Conservatism was at the heart of Madras. Keeping a low profile, being simple, not showing off and to some extent being subservient were drilled into as essential behavioural requirements for children. This drill over a period of time got into the genes and brought up Madras as a quintessential traditional society. A talented A.R.Rahman or a Superstar Rajinikant or a brilliant Maniratnam all products of this Madras would always be grounded even while flying high in their respective careers.  This conservatism had its share of problems as well.  Bachelors would find it difficult to get accommodation. Survival in Madras for outsiders if you didn’t know the language was a nightmare.  The opening up of the stock market in the 90’s and later the IT boom slowly brought what is today a cosmopolitan cut to the once traditional Madras. But there were other good things which didn’t have to wait for long. The beaches for one.
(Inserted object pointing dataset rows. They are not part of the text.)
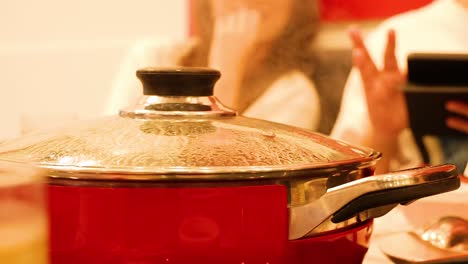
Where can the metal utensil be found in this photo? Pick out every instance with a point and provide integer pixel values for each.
(448, 232)
(444, 241)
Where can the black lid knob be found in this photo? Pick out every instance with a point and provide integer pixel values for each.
(178, 81)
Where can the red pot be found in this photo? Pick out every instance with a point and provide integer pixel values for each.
(182, 179)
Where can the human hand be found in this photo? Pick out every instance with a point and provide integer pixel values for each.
(385, 101)
(458, 123)
(234, 37)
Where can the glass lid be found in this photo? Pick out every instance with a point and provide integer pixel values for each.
(179, 127)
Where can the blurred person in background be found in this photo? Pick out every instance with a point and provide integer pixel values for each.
(373, 111)
(262, 49)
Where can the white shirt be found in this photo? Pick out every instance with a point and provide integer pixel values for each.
(291, 99)
(441, 26)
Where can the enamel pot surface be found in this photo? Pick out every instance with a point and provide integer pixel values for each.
(180, 178)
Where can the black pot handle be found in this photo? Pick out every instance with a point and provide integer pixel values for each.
(401, 195)
(344, 201)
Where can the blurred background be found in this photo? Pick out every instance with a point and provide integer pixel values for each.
(72, 49)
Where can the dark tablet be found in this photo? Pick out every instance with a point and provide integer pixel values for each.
(434, 79)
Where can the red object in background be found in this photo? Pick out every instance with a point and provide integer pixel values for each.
(231, 225)
(345, 10)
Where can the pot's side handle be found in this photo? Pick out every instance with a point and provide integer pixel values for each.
(394, 196)
(346, 200)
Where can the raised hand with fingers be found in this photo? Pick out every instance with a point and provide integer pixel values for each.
(385, 100)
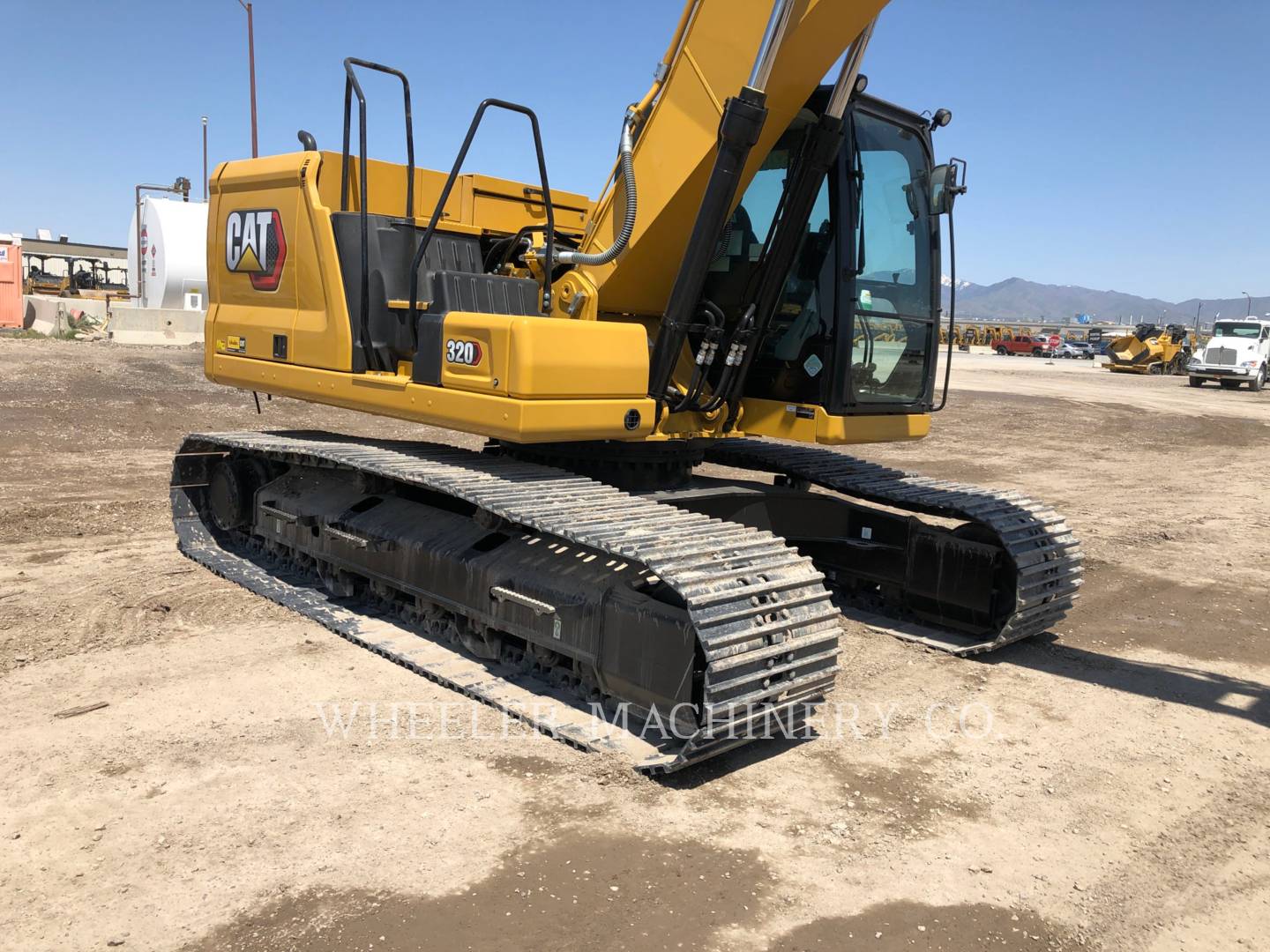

The Edward Elliot’s beach in Madras just few kilometres away from the more famed Marina beach was not as popular but had a quaint appeal to it.  With not many shops or eateries as it is today, the beach was clean and was a jogger’s delight. The sea with its characteristic rough and not so rough demeanour was inviting to even a diehard hydrophobic. As a child, standing in the water and getting lashed by the waves was an exciting pastime. Little one realized then that it would be the same even when you grew up. The mobile Aavin Van booth at the beach served the best fresh flavoured milk in town then.  The Marina beach ahead had a different flavor. More crowded, more eateries, more noise and more love birds hiding behind boats and under fishing nets only to be discovered by young boys selling ‘Manga Thenga Pattani Sundal’ a unique recipe of Sundal (Peas) generally sold only in the beach. As the evening fades and the dark sets in, the rotating light from the lighthouse gives you the signal to start packing off – and you do so reluctantly only to come again another day.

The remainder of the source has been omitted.